The test program is as follows:

```
int main() {
int N = 2048, M = 2048;
float *output = new float[N * N];
float *input = new float[N * M];
float *weight = new float[N * M];
for (int i = 0; i < N * M; i++)
input[i] = ((float)rand() - 0.5) / RAND_MAX;
for (int i = 0; i < N * M; i++)
weight[i] = ((float)rand() - 0.5) / RAND_MAX;
float *input_cuda, *weight_cuda, *output_cuda;
cudaMalloc(&output_cuda, N * N * sizeof(float));
cudaMalloc(&input_cuda, N * M * sizeof(float));
cudaMalloc(&weight_cuda, N * M * sizeof(float));
cudaMemcpy(input_cuda, input, N * M * sizeof(float), cudaMemcpyHostToDevice);
cudaMemcpy(weight_cuda, weight, N * M * sizeof(float), cudaMemcpyHostToDevice);
for (int i = 0; i < 2; i++) {
dim3 dimBlock(TILE_DIM, TILE_DIM);
dim3 dimGrid(N / TILE_DIM, N / TILE_DIM);
cross_infinity_norm<<<dimGrid, dimBlock>>>(input_cuda, weight_cuda, output_cuda, N, M);
}
cudaDeviceSynchronize();
cudaFree(output_cuda);
cudaFree(input_cuda);
cudaFree(weight_cuda);
delete[] output;
delete[] input;
delete[] weight;
}
```

In particular, I am confused by the profiler output that the program should improve the **Compute Workload**, but the above warning says the stall reason is high in cases of extreme utilization of the **MIO pipelines**, which include special math instructions, dynamic branches, as well as shared memory instructions.

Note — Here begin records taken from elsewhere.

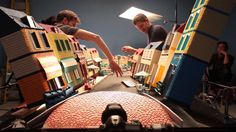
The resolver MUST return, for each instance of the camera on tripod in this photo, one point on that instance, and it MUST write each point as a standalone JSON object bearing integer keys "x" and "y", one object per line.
{"x": 114, "y": 119}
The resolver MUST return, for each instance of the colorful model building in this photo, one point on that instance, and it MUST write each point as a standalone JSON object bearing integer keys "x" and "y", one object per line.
{"x": 30, "y": 56}
{"x": 198, "y": 42}
{"x": 62, "y": 49}
{"x": 150, "y": 58}
{"x": 95, "y": 57}
{"x": 167, "y": 54}
{"x": 135, "y": 62}
{"x": 89, "y": 61}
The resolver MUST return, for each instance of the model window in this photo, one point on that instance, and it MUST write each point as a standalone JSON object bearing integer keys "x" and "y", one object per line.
{"x": 67, "y": 45}
{"x": 35, "y": 40}
{"x": 196, "y": 4}
{"x": 185, "y": 42}
{"x": 45, "y": 40}
{"x": 75, "y": 46}
{"x": 180, "y": 42}
{"x": 60, "y": 82}
{"x": 189, "y": 21}
{"x": 63, "y": 45}
{"x": 195, "y": 19}
{"x": 68, "y": 78}
{"x": 76, "y": 74}
{"x": 52, "y": 84}
{"x": 58, "y": 45}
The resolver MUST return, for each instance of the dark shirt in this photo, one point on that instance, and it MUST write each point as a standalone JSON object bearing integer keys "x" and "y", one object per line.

My questions are:

- How can I understand the profiler output? In particular, what does the two warnings mean? (This program does not have special math instructions or dynamic branches.)
- Is there a faster implementation? I really want an extremely fast implementation since this function will be run thousands of times. Any tricks or achitecture dependent optimizations (NVIDIA RTX 3090 with Compute Capability 8.6 in my case) can be used.